Federal regulators charged with overseeing the reliability of the electrical grid expressed concerns about proposed cybersecurity standards and warned that existing law may not protect "against fast-moving cybersecurity threats." Read More ..
Yesterday's statement from the Federal Energy Regulatory Commission came in a response to pointed questions from two senators, Joseph Lieberman (I-CT), the chairman of the Senate Homeland Security Committee, and Susan Collins (R-ME), the panel's senior Republican. The senators made their inquiries in July, a few weeks after CNET published an article on the topic.

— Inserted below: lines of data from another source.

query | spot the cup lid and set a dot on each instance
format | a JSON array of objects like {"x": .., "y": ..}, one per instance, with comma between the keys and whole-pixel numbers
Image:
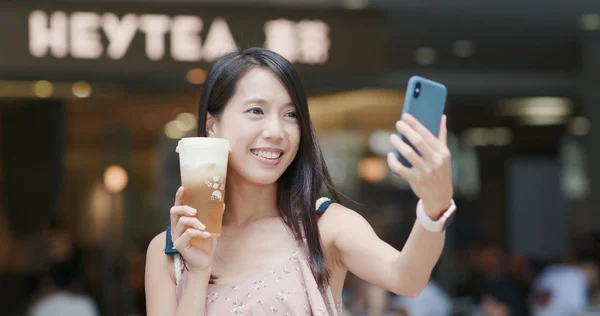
[{"x": 203, "y": 142}]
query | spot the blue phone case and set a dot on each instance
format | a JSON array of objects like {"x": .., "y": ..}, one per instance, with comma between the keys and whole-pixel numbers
[{"x": 425, "y": 100}]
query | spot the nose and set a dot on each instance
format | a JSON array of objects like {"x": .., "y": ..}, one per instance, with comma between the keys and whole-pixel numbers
[{"x": 273, "y": 129}]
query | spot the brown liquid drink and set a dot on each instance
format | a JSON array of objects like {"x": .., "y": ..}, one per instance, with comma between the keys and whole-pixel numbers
[
  {"x": 203, "y": 165},
  {"x": 206, "y": 194}
]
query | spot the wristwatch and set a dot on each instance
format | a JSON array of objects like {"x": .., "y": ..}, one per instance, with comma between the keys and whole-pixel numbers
[{"x": 435, "y": 226}]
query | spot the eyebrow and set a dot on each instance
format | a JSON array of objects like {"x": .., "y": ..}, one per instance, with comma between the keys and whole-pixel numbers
[{"x": 263, "y": 102}]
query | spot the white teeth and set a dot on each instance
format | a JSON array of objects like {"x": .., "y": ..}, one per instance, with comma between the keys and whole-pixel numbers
[{"x": 266, "y": 154}]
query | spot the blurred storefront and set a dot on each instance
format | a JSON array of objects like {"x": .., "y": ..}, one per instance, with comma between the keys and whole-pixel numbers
[{"x": 93, "y": 98}]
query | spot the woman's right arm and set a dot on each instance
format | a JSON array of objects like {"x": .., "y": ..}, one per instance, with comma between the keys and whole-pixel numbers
[
  {"x": 161, "y": 286},
  {"x": 161, "y": 297}
]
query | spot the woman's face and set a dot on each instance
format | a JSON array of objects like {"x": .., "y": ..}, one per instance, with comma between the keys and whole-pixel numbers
[{"x": 260, "y": 123}]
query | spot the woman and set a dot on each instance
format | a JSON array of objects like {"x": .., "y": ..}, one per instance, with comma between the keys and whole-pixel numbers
[{"x": 275, "y": 254}]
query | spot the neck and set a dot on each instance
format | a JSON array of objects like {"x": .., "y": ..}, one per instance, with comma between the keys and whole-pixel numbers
[{"x": 247, "y": 202}]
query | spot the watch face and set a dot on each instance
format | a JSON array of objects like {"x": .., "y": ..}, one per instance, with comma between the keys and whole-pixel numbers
[{"x": 449, "y": 220}]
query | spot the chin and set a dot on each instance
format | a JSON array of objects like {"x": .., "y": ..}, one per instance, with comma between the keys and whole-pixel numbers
[{"x": 262, "y": 177}]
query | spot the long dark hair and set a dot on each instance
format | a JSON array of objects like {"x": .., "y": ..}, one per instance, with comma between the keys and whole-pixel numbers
[{"x": 300, "y": 185}]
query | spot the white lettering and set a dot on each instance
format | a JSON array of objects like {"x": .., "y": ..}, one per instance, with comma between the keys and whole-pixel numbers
[
  {"x": 185, "y": 38},
  {"x": 219, "y": 40},
  {"x": 119, "y": 33},
  {"x": 43, "y": 37},
  {"x": 281, "y": 38},
  {"x": 314, "y": 41},
  {"x": 155, "y": 26},
  {"x": 85, "y": 39},
  {"x": 79, "y": 35}
]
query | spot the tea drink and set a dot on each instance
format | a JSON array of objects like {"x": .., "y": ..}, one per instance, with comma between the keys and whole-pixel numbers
[{"x": 203, "y": 165}]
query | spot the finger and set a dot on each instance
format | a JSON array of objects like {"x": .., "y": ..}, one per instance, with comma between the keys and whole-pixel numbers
[
  {"x": 179, "y": 196},
  {"x": 428, "y": 137},
  {"x": 444, "y": 130},
  {"x": 186, "y": 237},
  {"x": 407, "y": 152},
  {"x": 399, "y": 168},
  {"x": 175, "y": 213},
  {"x": 416, "y": 139}
]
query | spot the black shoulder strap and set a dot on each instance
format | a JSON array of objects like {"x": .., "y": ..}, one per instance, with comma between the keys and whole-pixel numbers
[{"x": 323, "y": 204}]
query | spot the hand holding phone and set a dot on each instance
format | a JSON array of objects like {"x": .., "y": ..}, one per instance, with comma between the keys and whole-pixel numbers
[
  {"x": 422, "y": 156},
  {"x": 425, "y": 100}
]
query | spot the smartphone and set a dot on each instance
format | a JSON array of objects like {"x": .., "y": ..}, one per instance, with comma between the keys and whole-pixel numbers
[{"x": 425, "y": 100}]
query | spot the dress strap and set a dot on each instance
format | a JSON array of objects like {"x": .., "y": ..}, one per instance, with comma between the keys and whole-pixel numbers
[{"x": 323, "y": 204}]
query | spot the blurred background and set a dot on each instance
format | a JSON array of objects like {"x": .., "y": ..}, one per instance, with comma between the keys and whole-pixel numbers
[{"x": 95, "y": 94}]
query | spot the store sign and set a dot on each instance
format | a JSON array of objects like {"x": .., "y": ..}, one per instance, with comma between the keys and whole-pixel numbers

Lieberman and Collins had asked for an "expeditious comprehensive investigation" into allegations that industry standards for digital signatures -- used for authentication, including access to control systems -- were insufficient.
FERC said that the industry's plans to allow 20-year expiration on digital certificates, even though shorter periods are more secure, is worrisome. "The commission is concerned that this time period may present an unacceptable risk of compromise... Such long life spans increase the likelihood of a user's keys or certificates being compromised," it said.
Complicating the situation is that FERC has deferred to an industry standards-setting body, called the North American Energy Standards Board, to act in this area. Although the board is a private organization, FERC has routinely adopted its standards as regulations, giving them the force of law, including the board's 2008 digital signature policy.
Because the standards board is revising its digital certificate standards, "further action by the commission does not appear necessary at this time," FERC concluded. It also said that the "commission does not have jurisdiction" over either the standards board or the certification authorities that issue keys used in digital signatures.